According to the latest Intergovernmental Panel on Climate Change’s sixth assessment report, current policies are inadequate to reach the Paris Agreement’s targets and could lead to 2.7°C of warming above pre-industrial levels. Accelerated climate action is therefore needed, and the transformation to simultaneously mitigate and adapt to climate change requires “the right scale of finance of the right kind”. Emerging markets and developing countries (EMDCs) excluding China would need $2 trillion/year by 2030 to help cut their emissions and cope with climate impacts, of which half could come from domestic sources and the other half from international finance. Current investments in EMDCs excluding China are only at $500bn. 

DDP research on seven countries (Argentina, Brazil, China, India, Indonesia, Mexico, South Africa) shows that the quality of finance – cost, accessibility, and duration of financial cooperation and credits – is crucial to transform their economies. The research also explores the barriers finance has to face to the nationally defined investment priorities of the seven countries. The findings have been submitted to the United Nations Framework Convention on Climate Change’s Global Stocktake (GST).

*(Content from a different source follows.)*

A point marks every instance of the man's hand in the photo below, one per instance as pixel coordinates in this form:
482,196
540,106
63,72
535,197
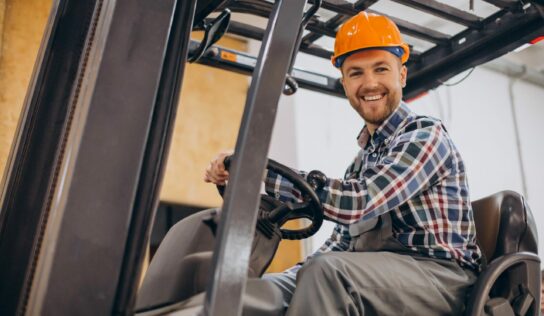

Research teams from each country used low emissions scenarios to identify the conditions that will enable their respective countries to achieve their climate and development goals: those are the “global enabling conditions.” Areas of global enabling conditions that are common to all countries were then identified, and after a series of collective discussions, access to affordable and high quality international finance was identified as a common global enabling condition that can help each country accelerate towards a carbon-neutral future.

Finance to implement key transformations

The DDP Initiative findings emphasize that not all types of financing are beneficial in reaching climate and development targets. Climate finance must be accessible, affordable, and long-term. Accessibility of finance means that the time required to apply for and receive finance is not too long and that reporting conditions imposed by donors do not place heavy administrative burdens on national institutions. Affordability ensures that rates are affordable for national actors, and long-term finance is necessary for the implementation of long-term projects.

The country research teams have also identified specific areas of transformations where additional finance is needed to implement their climate and development strategies. These include transformations that: 1) rely on small actors such as farmers and small and medium sized enterprises; 2) require big investments like infrastructure projects; 3) rely on non-mature technologies or markets; 4) require significant upfront action; 5) require institutionalized markets that do not currently exist; and 6) require the expansion of a market currently too small for large-scale activities.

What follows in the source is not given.